Details





Titel:

22 NOVEMBER 2020. - Koninklijk besluit tot wijziging van artikel 28bis van het koninklijk besluit van 20 juli 1971 houdende instelling van een uitkeringsverzekering en een moederschapsverzekering ten voordele van de zelfstandigen en van de meewerkende echtgenoten



Inhoudstafel:


Art. 1-3



Deze tekst heeft de volgende tekst(en) gewijzigd:

1971072008 



Uitvoeringsbesluit(en):



Artikels:

Artikel 1. In artikel 28bis van het koninklijk besluit van 20 juli 1971 houdende instelling van een uitkeringsverzekering en een moederschapsverzekering ten voordele van de zelfstandigen en van de meewerkende echtgenoten, ingevoegd bij het koninklijk besluit van 17 juli 1989, vervangen bij het koninklijk besluit van 11 juni 2015 en gewijzigd bij het koninklijk besluit van 30 juli 2018, worden de volgende wijzigingen aangebracht:
  1° in paragraaf 3, wordt het vierde lid aangevuld met de volgende zin:
  "In dit kader wordt er eveneens rekening gehouden met elke uitkering, vergoeding of rente die wegens het derven van dat inkomen wordt verleend.";
  2° het wordt aangevuld met een paragraaf 5, luidende als volgt:
  " § 5. Voor de toepassing van dit artikel wordt geen rekening gehouden met de financiële vergoedingen die door de gewesten, gemeenschappen, provincies of gemeenten worden toegekend voor de economische of sociale gevolgen die worden ondervonden naar aanleiding van de toepassing van het ministerieel besluit van 13 maart 2020 houdende dringende maatregelen om de verspreiding van het coronavirus COVID-19 te beperken en elk ander later ministerieel besluit houdende dringende maatregelen om de verspreiding van het coronavirus COVID-19 te beperken, of die overeenkomstig andere gewestelijke, gemeenschaps-, provinciale of gemeentelijke regelgeving worden toegekend voor de economische of sociale gevolgen die worden ondervonden naar aanleiding van de COVID-19-pandemie.
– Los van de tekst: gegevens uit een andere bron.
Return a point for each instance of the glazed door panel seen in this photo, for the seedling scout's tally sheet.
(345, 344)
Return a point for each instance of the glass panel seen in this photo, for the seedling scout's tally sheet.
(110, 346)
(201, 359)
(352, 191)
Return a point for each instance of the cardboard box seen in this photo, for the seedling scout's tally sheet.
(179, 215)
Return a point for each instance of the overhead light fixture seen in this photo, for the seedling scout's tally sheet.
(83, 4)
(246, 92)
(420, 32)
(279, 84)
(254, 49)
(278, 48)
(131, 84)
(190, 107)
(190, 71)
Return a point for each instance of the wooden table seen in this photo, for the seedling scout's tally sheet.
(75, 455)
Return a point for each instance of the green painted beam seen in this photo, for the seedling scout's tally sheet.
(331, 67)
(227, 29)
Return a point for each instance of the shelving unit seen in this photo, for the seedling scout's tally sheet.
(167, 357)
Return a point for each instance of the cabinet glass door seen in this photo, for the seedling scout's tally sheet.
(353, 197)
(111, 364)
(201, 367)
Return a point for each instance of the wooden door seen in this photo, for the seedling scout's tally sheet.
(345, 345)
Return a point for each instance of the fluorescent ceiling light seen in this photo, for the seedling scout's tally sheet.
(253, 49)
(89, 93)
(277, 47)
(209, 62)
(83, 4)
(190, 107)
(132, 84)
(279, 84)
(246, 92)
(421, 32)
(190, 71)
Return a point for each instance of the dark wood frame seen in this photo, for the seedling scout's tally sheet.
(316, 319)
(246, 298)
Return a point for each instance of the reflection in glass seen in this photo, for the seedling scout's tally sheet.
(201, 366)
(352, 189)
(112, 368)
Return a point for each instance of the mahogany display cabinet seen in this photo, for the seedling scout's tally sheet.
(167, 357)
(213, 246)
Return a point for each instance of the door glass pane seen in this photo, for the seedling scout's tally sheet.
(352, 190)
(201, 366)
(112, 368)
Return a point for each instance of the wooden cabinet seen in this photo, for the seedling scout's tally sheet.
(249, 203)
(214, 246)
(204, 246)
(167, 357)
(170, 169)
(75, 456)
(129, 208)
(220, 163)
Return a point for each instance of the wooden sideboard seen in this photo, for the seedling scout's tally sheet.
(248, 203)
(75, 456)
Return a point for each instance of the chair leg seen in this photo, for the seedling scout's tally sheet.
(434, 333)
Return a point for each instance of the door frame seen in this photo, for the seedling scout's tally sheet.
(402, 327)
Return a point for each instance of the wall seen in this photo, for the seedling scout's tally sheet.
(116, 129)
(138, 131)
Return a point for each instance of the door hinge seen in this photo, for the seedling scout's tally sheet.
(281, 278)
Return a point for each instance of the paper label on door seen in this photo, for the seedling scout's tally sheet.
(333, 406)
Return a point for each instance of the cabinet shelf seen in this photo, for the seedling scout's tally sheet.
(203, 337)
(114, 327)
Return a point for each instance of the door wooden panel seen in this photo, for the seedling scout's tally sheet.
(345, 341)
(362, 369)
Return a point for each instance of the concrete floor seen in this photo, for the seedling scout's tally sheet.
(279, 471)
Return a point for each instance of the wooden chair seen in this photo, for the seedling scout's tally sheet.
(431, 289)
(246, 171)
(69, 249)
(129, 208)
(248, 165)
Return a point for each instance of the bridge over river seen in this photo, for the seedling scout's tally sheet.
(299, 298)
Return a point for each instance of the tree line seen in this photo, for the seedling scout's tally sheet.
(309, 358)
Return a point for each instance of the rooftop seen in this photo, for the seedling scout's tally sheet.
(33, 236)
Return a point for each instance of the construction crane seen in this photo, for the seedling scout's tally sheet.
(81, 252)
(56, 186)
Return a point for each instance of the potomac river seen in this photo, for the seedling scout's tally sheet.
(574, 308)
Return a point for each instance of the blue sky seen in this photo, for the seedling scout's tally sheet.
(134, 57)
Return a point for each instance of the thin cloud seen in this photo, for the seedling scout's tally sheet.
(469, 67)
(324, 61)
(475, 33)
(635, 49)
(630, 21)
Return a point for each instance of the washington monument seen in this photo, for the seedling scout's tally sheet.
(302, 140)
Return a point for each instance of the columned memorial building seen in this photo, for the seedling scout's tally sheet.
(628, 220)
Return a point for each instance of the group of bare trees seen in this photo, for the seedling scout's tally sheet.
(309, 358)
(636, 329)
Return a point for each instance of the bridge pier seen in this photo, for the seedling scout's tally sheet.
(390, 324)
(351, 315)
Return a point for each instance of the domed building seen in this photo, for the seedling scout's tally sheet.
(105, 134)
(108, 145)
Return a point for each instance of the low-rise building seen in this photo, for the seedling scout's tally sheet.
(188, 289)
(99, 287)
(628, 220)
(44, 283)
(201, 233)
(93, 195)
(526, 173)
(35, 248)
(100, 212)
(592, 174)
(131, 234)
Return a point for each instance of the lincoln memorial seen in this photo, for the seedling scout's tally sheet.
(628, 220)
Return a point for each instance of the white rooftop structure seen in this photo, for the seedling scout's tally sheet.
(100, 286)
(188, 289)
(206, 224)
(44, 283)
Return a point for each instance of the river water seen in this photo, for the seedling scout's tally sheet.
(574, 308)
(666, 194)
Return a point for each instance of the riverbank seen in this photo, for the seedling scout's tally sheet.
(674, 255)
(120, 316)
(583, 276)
In dit kader mag het evenwel niet gaan om een, in voorkomend geval verminderde, financiële vergoeding waarop de betrokkene zonder de toepassing van de voormelde regelgeving bepaald naar aanleiding van de COVID-19-pandemie zou hebben kunnen aanspraak maken. Deze bepaling is bovendien enkel van toepassing als in de regeling op grond waarvan de financiële vergoeding wordt verleend, uitdrukkelijk is bepaald dat deze vergoeding wordt verleend om aan de rechtstreekse of onrechtstreekse economische of sociale gevolgen van de COVID-19-pandemie het hoofd te bieden.
  Voor de toepassing van dit artikel wordt evenmin rekening gehouden met de aanvullende crisisuitkering toegekend overeenkomstig het koninklijk besluit van 15 september 2020 houdende toekenning, ingevolge de COVID-19-pandemie, van een aanvullende crisisuitkering aan sommige arbeidsongeschikt erkende zelfstandigen en meewerkende echtgenoten.".

Art.2. Dit besluit heeft uitwerking met ingang van 1 maart 2020.

Art. 3. De minister bevoegd voor sociale zaken en de minister bevoegd voor zelfstandigen zijn, ieder wat hem betreft, belast met de uitvoering van dit besluit.